Comme les gouvernements, l’entreprise doit régulièrement prendre des décisions impopulaires. Toute la question est de pouvoir le faire sans pour autant créer des réactions émotionnelles, de nature à créer un fossé entre les collaborateurs et leurs dirigeants.
Les manifestations massives et répétées en Israël ont conduit le Premier ministre Netanyahou à geler sa réforme du système judiciaire. Même en ayant une majorité parlementaire, il se rend compte que la désapprobation générale comporte un risque pour le pays. Sur un autre sujet, le gouvernement en France est confronté à une situation qui a des similarités.
Dans l’entreprise, cette question de l’adhésion des acteurs est fondamentale. Car comme les gouvernements, l’entreprise doit régulièrement prendre des décisions impopulaires : faire un plan de licenciement, prendre des mesures restrictives sur les salaires, mettre en place une organisation matricielle qui rend plus interdépendant… Les occasions de contrarier et de déplaire ne manquent pas.

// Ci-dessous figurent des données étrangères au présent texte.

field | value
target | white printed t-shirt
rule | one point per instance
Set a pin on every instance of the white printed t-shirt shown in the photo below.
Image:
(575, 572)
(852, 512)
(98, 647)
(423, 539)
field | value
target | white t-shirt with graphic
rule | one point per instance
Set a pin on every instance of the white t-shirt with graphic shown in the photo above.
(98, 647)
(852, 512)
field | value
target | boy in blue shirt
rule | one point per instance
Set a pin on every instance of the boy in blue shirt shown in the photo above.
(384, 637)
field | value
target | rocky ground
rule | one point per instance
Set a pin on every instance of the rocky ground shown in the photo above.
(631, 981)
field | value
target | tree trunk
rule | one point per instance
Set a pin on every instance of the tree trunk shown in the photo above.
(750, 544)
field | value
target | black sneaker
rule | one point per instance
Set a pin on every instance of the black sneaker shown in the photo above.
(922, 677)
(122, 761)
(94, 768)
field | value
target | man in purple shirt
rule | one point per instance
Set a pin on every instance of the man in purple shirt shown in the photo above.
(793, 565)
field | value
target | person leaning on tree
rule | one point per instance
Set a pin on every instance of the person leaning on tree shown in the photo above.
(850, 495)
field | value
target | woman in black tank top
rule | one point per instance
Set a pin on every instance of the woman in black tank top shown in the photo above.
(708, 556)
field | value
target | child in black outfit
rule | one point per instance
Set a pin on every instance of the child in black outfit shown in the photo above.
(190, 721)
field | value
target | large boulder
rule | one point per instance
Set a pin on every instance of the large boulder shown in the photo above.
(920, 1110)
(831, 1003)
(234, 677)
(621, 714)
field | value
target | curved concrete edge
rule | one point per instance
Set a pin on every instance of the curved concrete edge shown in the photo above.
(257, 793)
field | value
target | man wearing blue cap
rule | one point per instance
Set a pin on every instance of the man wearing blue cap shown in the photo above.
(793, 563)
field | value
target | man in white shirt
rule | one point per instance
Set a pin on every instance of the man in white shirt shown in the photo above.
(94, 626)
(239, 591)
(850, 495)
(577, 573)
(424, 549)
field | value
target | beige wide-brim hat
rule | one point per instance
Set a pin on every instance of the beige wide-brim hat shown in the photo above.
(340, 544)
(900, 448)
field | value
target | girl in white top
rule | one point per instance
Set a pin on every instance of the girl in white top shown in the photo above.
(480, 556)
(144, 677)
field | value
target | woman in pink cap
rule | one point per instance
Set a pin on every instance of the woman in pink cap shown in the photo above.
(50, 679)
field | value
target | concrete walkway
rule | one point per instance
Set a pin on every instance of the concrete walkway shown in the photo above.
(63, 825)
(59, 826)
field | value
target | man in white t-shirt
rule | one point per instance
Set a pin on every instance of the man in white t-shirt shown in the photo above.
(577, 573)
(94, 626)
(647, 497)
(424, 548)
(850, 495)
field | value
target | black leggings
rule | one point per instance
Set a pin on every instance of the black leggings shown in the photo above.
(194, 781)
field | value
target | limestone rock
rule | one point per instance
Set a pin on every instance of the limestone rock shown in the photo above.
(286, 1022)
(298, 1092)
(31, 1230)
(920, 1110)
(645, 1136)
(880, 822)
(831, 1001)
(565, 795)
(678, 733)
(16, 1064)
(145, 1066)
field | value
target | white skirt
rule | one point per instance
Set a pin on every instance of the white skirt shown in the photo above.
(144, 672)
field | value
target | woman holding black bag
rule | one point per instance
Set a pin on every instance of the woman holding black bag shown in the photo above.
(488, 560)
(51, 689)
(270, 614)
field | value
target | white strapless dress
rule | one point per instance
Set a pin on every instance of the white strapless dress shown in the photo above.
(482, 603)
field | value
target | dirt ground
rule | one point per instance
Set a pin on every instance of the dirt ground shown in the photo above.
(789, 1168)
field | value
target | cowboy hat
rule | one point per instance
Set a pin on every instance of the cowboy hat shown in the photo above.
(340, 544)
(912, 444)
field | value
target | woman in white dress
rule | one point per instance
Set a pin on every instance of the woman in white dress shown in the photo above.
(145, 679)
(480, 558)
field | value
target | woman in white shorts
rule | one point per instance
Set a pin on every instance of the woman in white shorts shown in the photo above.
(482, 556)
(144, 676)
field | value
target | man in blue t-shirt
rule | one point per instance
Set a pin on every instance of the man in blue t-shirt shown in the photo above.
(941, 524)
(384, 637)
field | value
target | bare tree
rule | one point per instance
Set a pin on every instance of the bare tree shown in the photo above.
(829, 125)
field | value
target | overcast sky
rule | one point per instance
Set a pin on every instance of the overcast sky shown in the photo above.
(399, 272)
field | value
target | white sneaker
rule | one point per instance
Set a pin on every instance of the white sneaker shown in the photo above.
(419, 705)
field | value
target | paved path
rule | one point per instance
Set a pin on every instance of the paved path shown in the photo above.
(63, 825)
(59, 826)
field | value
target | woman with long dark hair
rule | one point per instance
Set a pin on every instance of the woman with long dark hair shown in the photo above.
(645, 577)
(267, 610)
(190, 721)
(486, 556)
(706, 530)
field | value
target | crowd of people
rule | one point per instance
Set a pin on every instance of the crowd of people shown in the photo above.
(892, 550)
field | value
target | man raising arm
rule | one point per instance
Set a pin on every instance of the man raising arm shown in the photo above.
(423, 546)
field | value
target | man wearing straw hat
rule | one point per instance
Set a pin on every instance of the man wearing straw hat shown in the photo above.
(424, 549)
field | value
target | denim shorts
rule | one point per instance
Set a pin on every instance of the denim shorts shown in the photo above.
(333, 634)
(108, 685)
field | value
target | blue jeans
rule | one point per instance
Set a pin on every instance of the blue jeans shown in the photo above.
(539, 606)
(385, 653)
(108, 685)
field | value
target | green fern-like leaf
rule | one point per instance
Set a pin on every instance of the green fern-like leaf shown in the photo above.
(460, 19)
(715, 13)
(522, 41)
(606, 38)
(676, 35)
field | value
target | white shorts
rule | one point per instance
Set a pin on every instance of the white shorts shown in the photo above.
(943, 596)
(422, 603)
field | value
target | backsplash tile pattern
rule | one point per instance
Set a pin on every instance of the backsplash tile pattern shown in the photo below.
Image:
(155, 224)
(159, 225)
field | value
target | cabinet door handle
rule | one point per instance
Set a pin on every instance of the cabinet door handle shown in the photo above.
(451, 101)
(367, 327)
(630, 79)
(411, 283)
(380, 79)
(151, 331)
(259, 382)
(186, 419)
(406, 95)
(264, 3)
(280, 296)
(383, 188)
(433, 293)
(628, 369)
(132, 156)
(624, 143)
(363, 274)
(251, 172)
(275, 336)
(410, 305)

Toute la question est de pouvoir le faire sans pour autant créer des réactions émotionnelles de nature à créer un fossé entre les collaborateurs et leurs dirigeants. Car si les salariés ne manifestent rien, lorsqu’ils désapprouvent les mesures prises par leurs chefs, cela dégrade subrepticement leur relation à l’entreprise. Ce n’est souvent pas visible d’emblée. Mais chacun s’éloigne peu à peu et à sa manière.
« Quiet quitting »
La forme la plus évidente est le « quiet quitting », mais le désengagement peut être limité à cesser d’avoir des idées nouvelles, à moins investir ses relations professionnelles ou à être moins exigeant sur la qualité des travaux. C’est à peine détectable mais évidemment essentiel car, progressivement, les acteurs « contributifs » deviennent des salariés qui se limitent au juste nécessaire.
Pour susciter l’adhésion, il est d’abord indispensable de partager le même diagnostic de la situation. Il faut donc échanger souvent, avec toutes les strates de l’entreprise, les éléments essentiels du contexte mais aussi des enjeux et préoccupations pour y faire face.
La plupart du temps, les dirigeants le font lors de réunions entre eux mais ne diffusent pas aux autres acteurs. Il est aussi utile de mettre de son côté les leaders d’opinion, qui ne sont pas toujours dans les organigrammes, par des échanges informels.
L’illusion que tout va bien
Bien sûr, il importe de constamment rappeler le sens des actions et montrer en quoi les grandes décisions s’y inscrivent en cohérence. Enfin, il est impératif de comprendre la préoccupation des acteurs, qui mesurent les répercussions des décisions sur leur vie quotidienne. Ainsi peut-on mieux les accompagner et faciliter leur adaptation à un nouveau contexte.
Attention, les effets de la désapprobation silencieuse sont décalés dans le temps. Au moment de la mise en place de la décision qui la provoque, rien ne passe. Ce qui peut donner l’illusion que tout va bien.
C’est évidemment un piège qui laisse croire ceux qui pratiquent un management « de rouleau compresseur » en l’existence d’une efficacité immédiate.
La mesure de l’adhésion devrait être un indicateur de la performance des leaders.